I’ll need to interview Diana and try to figure out what set Sophie off. I don’t expect to get anything. From Diana’s frantic babbling, Jay hadn’t even gotten to my question about the dual camps. He’d been easing her in by reminding her where she was and promising that we were looking after her. She’d seemed to understand. She’d been calm, a little teary-eyed. Then she’d realized she was restrained and panicked, and Jay made the mistake of being a compassionate human being. He’d started to untie her, just as Diana had that first morning. Diana wanted to check with me, but Jay said we were busy, and he’d take responsibility. He untied Sophie and then …
We will never know what went through Sophie’s mind at the moment she attacked. I can guess, though. As hard as Jay had tried to reassure her, she hadn’t been reassured. Her mind still conjured the demons of her delirium, and she couldn’t help thinking she was a captive. After all, she was tied down, wasn’t she?
She’d played tearful victim to relax Jay’s guard. It was the smart thing to do. It’s what I’d tell someone in her place to do. Play up your “feminine passivity” to get the guy to untie you. Once he does? Attack. Which she did, and with the language barrier, we couldn’t explain well enough to convince her she hadn’t been captured by monsters.
She apparently did know English. Just enough to call me a liar. Lying about taking care of her. Lying about being a hospital. Lying about trying to help her friends.
I’m not the one she’d attacked, though. That was the person she could communicate with. The one person who could have helped explain what was happening.
Jay.
If not for this, I think he might have passed his time in Rockton under our radar. Another quiet resident, here to take advantage of the sanctuary we offered. A decent guy who’d poked his head above the parapet to help.
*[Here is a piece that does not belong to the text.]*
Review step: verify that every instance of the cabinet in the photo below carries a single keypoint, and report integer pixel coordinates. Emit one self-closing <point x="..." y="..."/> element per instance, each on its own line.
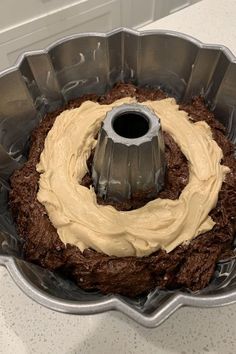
<point x="33" y="24"/>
Did I take advantage of that?
Did I properly explain the risks?
I should have made sure Jay was protected. Despite Sophie’s outbursts, though, I considered her a low threat. Restraints and sedative, and she’d be fine. We just had to wait until she was lucid enough to understand the situation and stop fighting. Jay thought we’d reached that point, so he’d set her free.
The blame ultimately lies with me for being too busy chasing corpses and killers to properly assess the danger Jay faced. Now he’s in a coma, possibly brain-damaged, because he tried to be helpful.
When Dalton returns, I’m moving blindly through the exam room, tidying and straightening. He murmurs something to April, and the next thing I know, I’m walking through the forest to our backyard.
He opens the door and nudges me through. I stop in the doorway, my heels digging in.
“I need to speak to the council,” I say.
“It can wait.”
“It can’t. I need to talk to them and finish autopsying the settlers and move Sophie’s body and figure out what the hell I’m going to tell the residents and—”
I stumble and grab the doorway, straightening as Dalton catches me. He says something. I don’t hear it.
I need to get out of here.
Out of Rockton.
It’s like a horrible anxiety dream where every choice I make gets someone killed, and nobody else sees that. Nobody takes me aside and says, “You need to stop.”
You need to get out of here.
You’re only making things worse.
Dalton rubs my arms, and I wheel to see him there, frozen in worry and rising panic.
In his face, I see the problem.
Dalton lets me do what I like, trusts me to make choices, because he loves me, and he’s terrified of losing me.
What if I worked in the general store? Could I do that? Please?
The words hover over my tongue. I taste hope in them, and I imagine saying them and—
And what the fuck am I doing?
Am I serious?
Please, Eric, let me work in the store, so I don’t have to make the hard choices. So I’m spared the guilt of making another mistake. You can handle it all instead, okay?